A shocking 3,755 Birmingham children are officially classed as homeless and living in temporary accommodation.

Across the United Kingdom, 123,630 children are in this position.

The scale of the homelessness problem in Birmingham is shown in new official figures published by the Government.

There are 1,955 households in Birmingham stuck in temporary accommodation because they are homeless. And 1,525 of these have children.

There are currently 372 households with children living in bed and breakfast accommodation within the city.

The bedroom of the Norfolk Hotel where Elham is living

This usually means that Birmingham City Council, which has a duty to help homeless people as best it can, could find nowhere else to place them.

And although the situation is meant to be temporary, 160 of those households have actually been in B&B accommodation for more than six weeks.

Investigations by Birmingham Live have highlighted the difficulties families forced to live in B&Bs or cheap hotels. It can means adults and children are forced to share rooms and families have no cooking facilities.

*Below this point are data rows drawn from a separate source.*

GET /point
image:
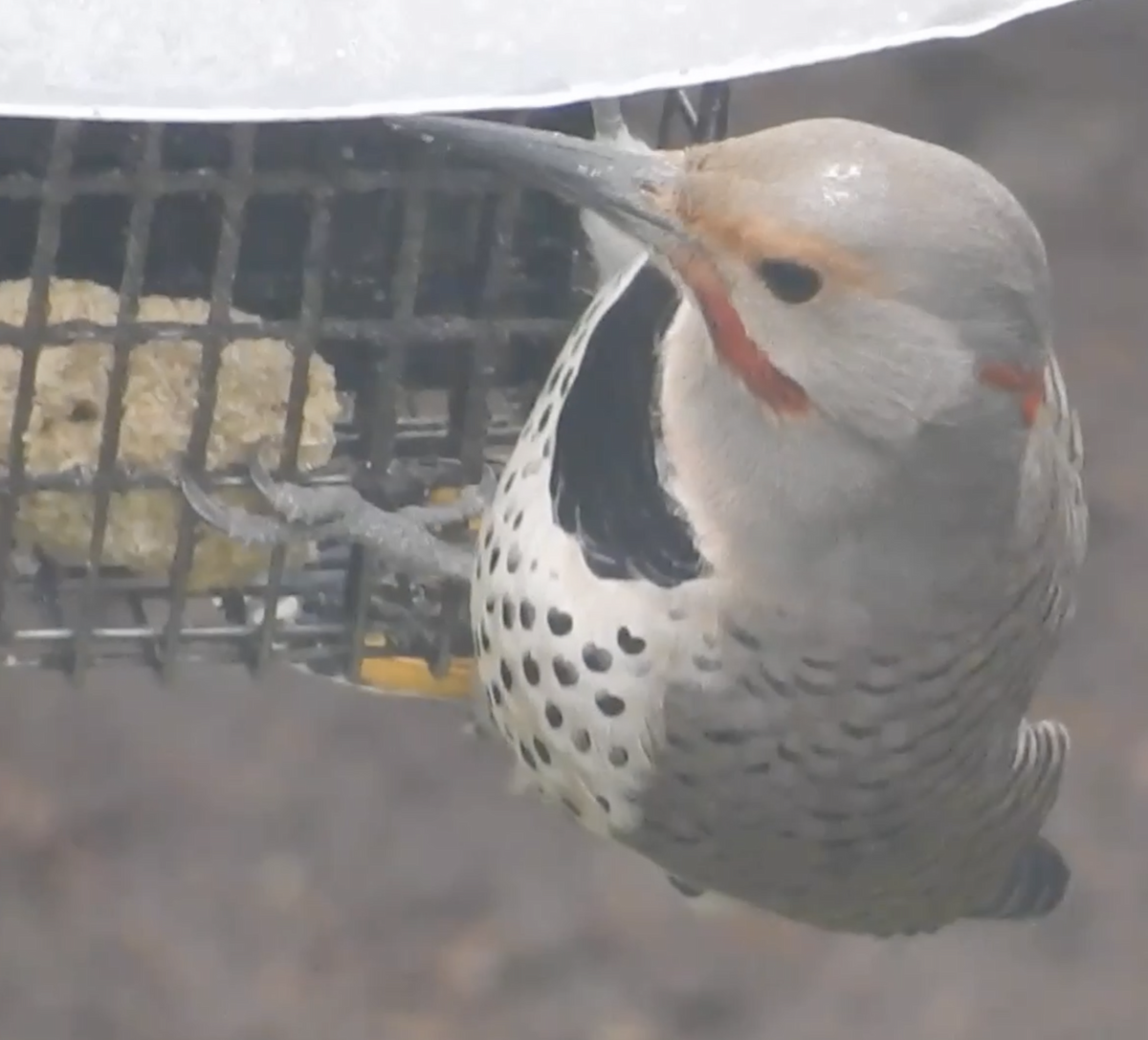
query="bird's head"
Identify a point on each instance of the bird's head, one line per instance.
(872, 326)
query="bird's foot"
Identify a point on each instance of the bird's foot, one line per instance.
(405, 539)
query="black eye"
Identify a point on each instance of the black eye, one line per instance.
(790, 281)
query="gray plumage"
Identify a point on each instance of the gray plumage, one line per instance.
(767, 586)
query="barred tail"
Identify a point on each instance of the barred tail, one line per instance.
(1034, 886)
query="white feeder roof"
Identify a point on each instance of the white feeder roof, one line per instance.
(239, 59)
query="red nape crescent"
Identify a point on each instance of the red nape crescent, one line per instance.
(1027, 385)
(740, 352)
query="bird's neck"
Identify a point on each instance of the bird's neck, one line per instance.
(805, 515)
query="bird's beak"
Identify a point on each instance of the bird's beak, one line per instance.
(631, 189)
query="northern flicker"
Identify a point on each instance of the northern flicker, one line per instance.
(770, 579)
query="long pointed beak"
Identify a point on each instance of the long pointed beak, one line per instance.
(629, 188)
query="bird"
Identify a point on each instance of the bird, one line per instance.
(769, 581)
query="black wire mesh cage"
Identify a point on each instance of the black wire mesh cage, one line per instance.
(149, 272)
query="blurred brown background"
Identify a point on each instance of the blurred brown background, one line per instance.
(227, 862)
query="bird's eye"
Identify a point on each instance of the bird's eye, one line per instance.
(790, 281)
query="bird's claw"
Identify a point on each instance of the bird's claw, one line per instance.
(403, 538)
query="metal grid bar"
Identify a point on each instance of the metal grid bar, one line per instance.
(234, 196)
(453, 289)
(131, 285)
(30, 338)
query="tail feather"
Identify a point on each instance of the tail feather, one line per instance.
(1033, 889)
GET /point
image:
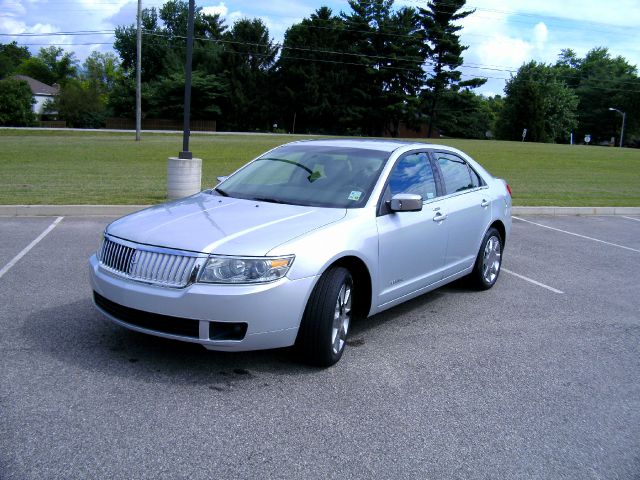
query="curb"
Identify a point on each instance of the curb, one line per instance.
(119, 210)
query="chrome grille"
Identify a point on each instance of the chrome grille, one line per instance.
(145, 264)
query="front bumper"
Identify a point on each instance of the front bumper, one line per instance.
(271, 311)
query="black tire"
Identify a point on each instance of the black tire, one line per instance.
(319, 342)
(488, 262)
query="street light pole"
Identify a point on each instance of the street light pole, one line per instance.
(624, 116)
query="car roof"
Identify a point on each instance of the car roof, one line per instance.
(364, 143)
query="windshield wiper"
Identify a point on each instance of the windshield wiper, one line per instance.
(267, 199)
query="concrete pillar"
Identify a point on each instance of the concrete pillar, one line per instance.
(184, 177)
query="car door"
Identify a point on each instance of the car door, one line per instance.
(412, 245)
(468, 210)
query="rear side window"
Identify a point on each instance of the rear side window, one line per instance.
(456, 174)
(413, 174)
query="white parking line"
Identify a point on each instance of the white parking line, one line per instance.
(577, 235)
(530, 280)
(17, 258)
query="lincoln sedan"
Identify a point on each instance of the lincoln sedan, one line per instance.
(291, 247)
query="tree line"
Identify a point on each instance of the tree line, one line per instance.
(368, 71)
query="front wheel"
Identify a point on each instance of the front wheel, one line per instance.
(325, 324)
(487, 267)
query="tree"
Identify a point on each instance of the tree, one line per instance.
(16, 103)
(538, 100)
(601, 81)
(51, 65)
(101, 70)
(311, 76)
(165, 98)
(467, 115)
(80, 105)
(12, 55)
(385, 47)
(443, 51)
(249, 55)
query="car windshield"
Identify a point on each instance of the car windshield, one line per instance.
(304, 174)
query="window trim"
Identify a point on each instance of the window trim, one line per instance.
(434, 158)
(382, 207)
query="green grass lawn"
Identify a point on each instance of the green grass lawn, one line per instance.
(38, 167)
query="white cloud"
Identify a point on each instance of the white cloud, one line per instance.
(540, 35)
(220, 9)
(501, 50)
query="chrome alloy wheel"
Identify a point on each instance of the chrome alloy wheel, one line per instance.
(491, 259)
(341, 318)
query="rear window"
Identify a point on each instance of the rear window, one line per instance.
(456, 173)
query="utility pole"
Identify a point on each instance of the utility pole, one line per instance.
(624, 116)
(184, 173)
(139, 74)
(185, 153)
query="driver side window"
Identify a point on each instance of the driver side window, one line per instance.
(413, 174)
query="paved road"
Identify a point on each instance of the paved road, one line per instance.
(518, 382)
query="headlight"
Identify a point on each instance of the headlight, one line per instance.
(100, 247)
(219, 269)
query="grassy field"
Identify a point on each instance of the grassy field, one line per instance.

Our report in October revealed one distraught mum attempted to take her own life after losing hope that her ordeal would ever end. She was living with her 10-year-old son in a tiny B&B room in Hagley Road.

Other cases included:

  • A family of six – two adults and four children – currently stranded in another Hagley Road B&B, sharing two beds between them.
  • An older brother and sister who shared a hotel room while the brother was terminally ill with cancer. He died still waiting for a permanent home. His grieving sister has now been given a place in supported accommodation, after being supported by MP Preet Gill.
  • A mum with Aspberger’s Syndrome who fled domestic abuse with her young child only to end up in a noisy B&B room alongside men with drug and alcohol addictions and criminal histories.

Housing and homelessness minister Heather Wheeler said: "Everyone deserves a safe and secure place to live.

"It is good to see our Homeless Reduction Act making a real difference but we know we need to do more.

"That is why we are investing £1.2 billion to tackle all forms of homelessness, we are putting £9 billion into our affordable housing programme and we are also empowering councils to borrow to build more council homes to ensure that more people have a home of their own."

John Healey MP, Labour’s Shadow Housing Secretary, said: "When this Conservative Government ends, the national shame of rising homelessness will be on its political tombstone.

"Homelessness fell at an unprecedented rate under Labour, but under the Tories even more children will be homeless this Christmas, with over 80,000 households and 120,000 children now without a home.

"This is a direct result of Conservative decisions to slash investment for affordable homes, cut back housing benefit, reduce funding for homelessness services, and deny protection to private renters."